Biden to visit China, Japan, South Korea in new US push

Vice-president plans to consolidate ties and build relationships during December trip as US pivots towards Asia

US Vice-President Joe Biden will visit China, Japan and South Korea next month, the White House said on Monday, as it seeks to ease doubts about its commitment to Asia.

On the trip in the first week of December, Biden will be the highest-ranking US official to visit China since Beijing’s leadership transition.

President Barack Obama has pledged a larger US focus on Asia, seeing the fast-changing continent as vital to US interests.

But Obama cancelled a visit planned in October to four Asian nations, including two regional summits, after US lawmakers forced a shutdown of the government to thwart his health care reform.

Biden last visited northeast Asia in August 2011, when he spent hours with Xi Jinping, then the vice-president, in hopes of getting to understand the man likely to lead China for the following decade.

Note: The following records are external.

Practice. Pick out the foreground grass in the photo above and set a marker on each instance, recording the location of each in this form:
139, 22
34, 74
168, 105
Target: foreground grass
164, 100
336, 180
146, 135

Xi formally took over as president in March at a time of feuding between the United States and China on issues ranging from copyright infringement to regional territorial disputes.

After he cancelled his trip to Asia, Obama insisted that his absence had “no lasting damage” but said that China did “not get as much of a pushback” at regional summits.

“I’m sure the Chinese don’t mind that I’m not there right now,” Obama said in Washington during the summits.

Obama spent a weekend with Xi in June at the Sunnylands resort in the California desert as the two leaders tried to build rapport.

Xi, who will likely lead China during an era in which it surpassed the United States as the largest global economy, has repeatedly urged Pacific powers to work out a “new type of great power relationship”.

US officials and experts have said that they generally find Xi to be friendly in tone but that they do not yet fully know his intentions toward the United States.

But US officials have surprised at how quickly Xi has consolidated power, potentially giving him the space to move decisively in foreign relations.

The US Congressional-Executive Commission on China, in a report last month, said that Beijing has expanded its crackdown on political dissent after initial hopeful signs of change from Xi.

Japan has been particularly nervous about China’s rise and has highlighted its alliance with the United States in an increasingly bitter row with Beijing over a set of disputed islands called the Diaoyus in China and the Senkakus in Japan.

The White House, in the statement, said Biden would also discuss with Japan the Trans-Pacific Partnership – a potentially sweeping US-led free-trade pact whose negotiations Tokyo recently entered.

South Korean President Park Geun-Hye has had warm relations with the United States since taking office this year.

The two countries have been seeking to co-ordinate their next steps in handling an often bellicose North Korea.

Biden, the former chairman of the Senate Foreign Relations Committee, has often spearheaded signature foreign policy drives for the White House.